As companies create new solutions, a key question to keep in mind is “will this solve anyones problem?” Are you creating a new digital product because you can, because you are clever, because it solves a problem for you, – or – because it serves a distinct need of your customers, or potential customers.

Seth Godin has a clever rant about this, where he discusses companies trying to sell him solutions to problems he doesn’t have.

For instance, last week Amazon launched a movie download store on their website. This week, Apple will be launching a similar service, along with rebranding their “itunes” store, and upgraded iPods. As I read about these services, and the hype around companies being the first to capture this market, I am quickly realizing that this solves a problem no one has.

Is it so difficult for me to obtain movies? Do I have an urgent need to spend an hour downloading a video that is half the quality of a DVD, at the same price, and none of the extra features that most DVDs offer. Not to mention the fact that most people watch movies on TV’s, have little knowledge about burning these to disc, and it has yet to be proven that people enjoy watching feature length films while on the go.

Last year I was on the subway, and the guy next to me was watching the movie Crash on his portable DVD player.
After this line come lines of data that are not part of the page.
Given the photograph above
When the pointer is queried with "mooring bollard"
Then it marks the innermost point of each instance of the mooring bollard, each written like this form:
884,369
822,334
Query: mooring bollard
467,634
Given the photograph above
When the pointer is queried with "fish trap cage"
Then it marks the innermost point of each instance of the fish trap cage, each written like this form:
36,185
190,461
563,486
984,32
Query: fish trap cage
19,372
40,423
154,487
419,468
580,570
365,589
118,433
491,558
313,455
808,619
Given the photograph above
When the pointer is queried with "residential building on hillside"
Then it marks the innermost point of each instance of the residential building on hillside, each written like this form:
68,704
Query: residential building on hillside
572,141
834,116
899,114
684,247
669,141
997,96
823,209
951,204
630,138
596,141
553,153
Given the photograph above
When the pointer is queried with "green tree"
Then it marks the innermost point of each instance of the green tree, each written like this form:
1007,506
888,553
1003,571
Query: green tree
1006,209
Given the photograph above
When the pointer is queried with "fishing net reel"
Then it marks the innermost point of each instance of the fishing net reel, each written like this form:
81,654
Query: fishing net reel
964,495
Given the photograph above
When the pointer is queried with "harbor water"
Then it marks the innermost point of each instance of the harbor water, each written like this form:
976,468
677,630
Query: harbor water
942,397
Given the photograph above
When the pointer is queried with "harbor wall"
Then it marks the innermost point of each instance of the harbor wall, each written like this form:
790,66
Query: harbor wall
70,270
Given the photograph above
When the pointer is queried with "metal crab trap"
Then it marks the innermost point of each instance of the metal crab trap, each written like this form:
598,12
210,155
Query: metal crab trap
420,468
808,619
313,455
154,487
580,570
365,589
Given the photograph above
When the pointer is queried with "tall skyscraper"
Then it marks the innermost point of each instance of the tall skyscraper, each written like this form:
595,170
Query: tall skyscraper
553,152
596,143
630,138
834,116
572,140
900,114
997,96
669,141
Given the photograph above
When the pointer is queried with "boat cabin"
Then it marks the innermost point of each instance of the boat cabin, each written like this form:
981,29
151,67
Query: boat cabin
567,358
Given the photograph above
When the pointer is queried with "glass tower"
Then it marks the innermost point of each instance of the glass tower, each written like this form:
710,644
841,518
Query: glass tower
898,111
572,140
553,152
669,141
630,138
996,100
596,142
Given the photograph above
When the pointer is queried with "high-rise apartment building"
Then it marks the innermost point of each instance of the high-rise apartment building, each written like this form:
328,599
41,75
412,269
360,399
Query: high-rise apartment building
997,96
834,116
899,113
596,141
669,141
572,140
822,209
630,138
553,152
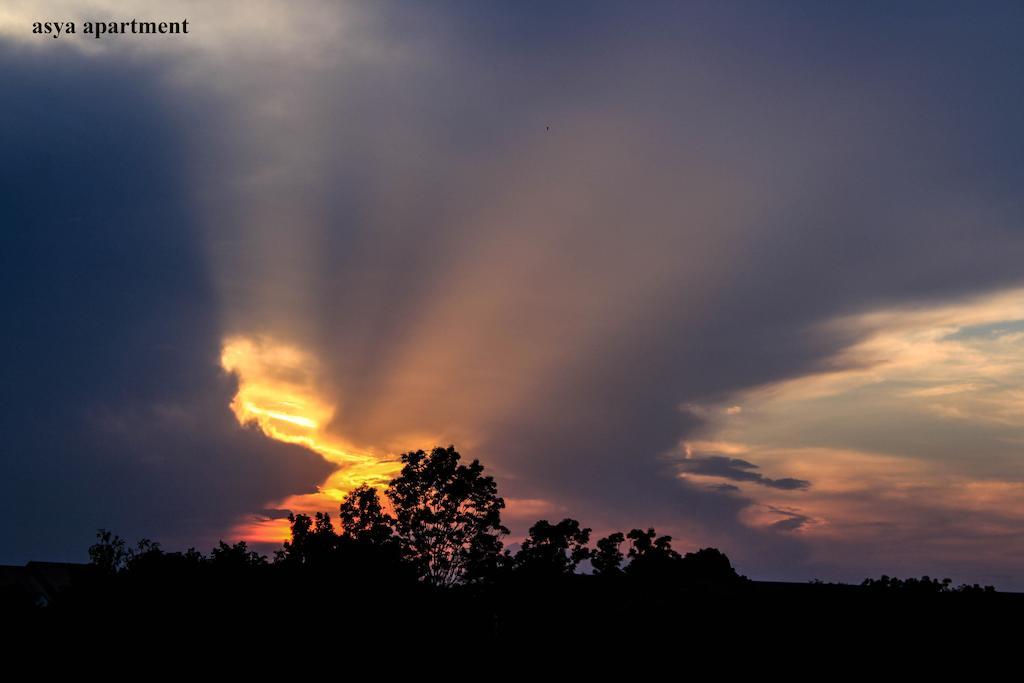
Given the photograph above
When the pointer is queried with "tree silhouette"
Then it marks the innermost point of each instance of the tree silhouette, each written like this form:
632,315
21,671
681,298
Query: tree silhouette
607,558
448,517
110,552
553,549
312,544
650,555
363,517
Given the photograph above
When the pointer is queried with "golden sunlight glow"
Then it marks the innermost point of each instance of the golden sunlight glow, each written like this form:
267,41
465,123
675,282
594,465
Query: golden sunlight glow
862,432
279,392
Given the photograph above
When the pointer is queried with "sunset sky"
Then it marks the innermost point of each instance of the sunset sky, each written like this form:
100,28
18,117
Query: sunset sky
750,272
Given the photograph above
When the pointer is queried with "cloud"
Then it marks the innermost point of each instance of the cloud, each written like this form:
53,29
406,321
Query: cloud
115,411
737,470
382,191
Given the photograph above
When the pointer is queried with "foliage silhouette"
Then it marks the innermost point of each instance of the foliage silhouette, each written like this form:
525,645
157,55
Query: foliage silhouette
435,569
446,517
553,549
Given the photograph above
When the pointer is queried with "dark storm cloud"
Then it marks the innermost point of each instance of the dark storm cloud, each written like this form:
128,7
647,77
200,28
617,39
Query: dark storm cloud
714,183
737,470
543,228
114,410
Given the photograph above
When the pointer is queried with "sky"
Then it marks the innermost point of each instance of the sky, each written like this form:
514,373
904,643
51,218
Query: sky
747,272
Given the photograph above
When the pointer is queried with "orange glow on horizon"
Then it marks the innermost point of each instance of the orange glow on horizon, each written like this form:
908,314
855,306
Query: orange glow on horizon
278,392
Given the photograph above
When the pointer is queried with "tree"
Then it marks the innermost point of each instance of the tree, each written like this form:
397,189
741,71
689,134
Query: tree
363,517
607,558
651,556
313,541
446,516
553,549
110,552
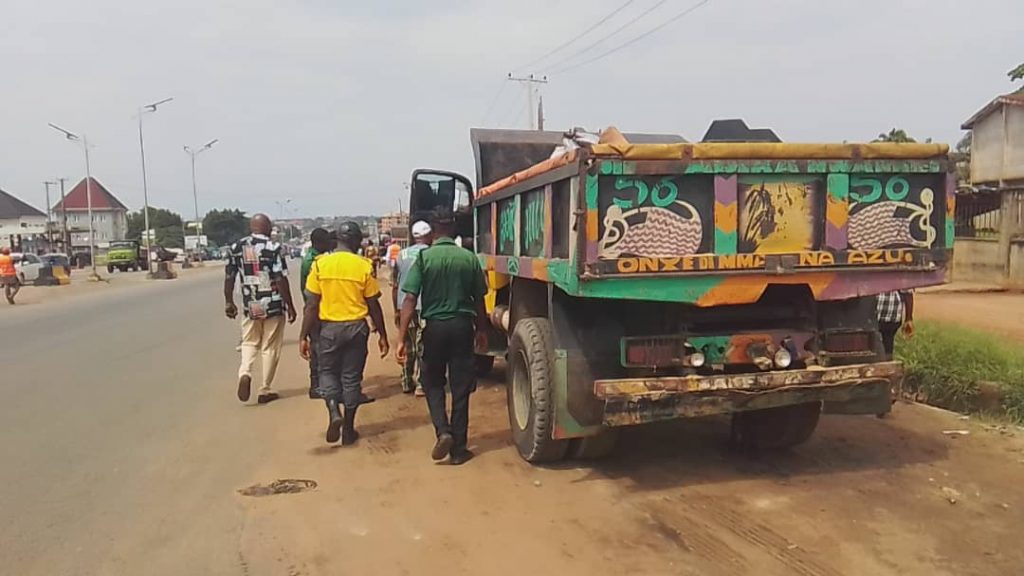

It was 8am on a Tuesday morning, he is crowded around strangers, speeding through a tunnel, and he is watching the scene from the movie that is extremely uncomfortable to watch in any circumstance. It was baffling.

On the flip side of this argument, I have discovered a great solution to my movie problem. No, its not Netflix. There is this strange red kiosk in my local food store called Redbox. For $1 per night, you can rent a movie through the machine, with a decent selection of about 50 new releases.

Why did this solve my movie problem?

  • I was already at the food store, no separate drive to Blockbuster
  • It was easy to scan the very newest releases, instead of the 200 foot wall of movies that Blockbuster presents as “new” releases
  • No lines
  • I can’t make a left out of Blockbuster, which I need to do to get home, so I have to make a weird u-turn in a condo complex
  • It is cheap! $1 per night, instead of $4 and change. I am astounded at the price

This solves my problem of overpaying, wasting time sorting through thousands of movies, and having to make a separate trip to the video store.

In the future, perhaps the Redbox kiosk could contain a hard drive with thousands of movies, and it simply burns the one you want to rent.

So as print media moves online, and publishers harness new technologies, it would be great to ensure that they are expanding the goals of journalism and creating a richer experience for customers, instead of creating crude web products that offer something unique, but that no one really needs.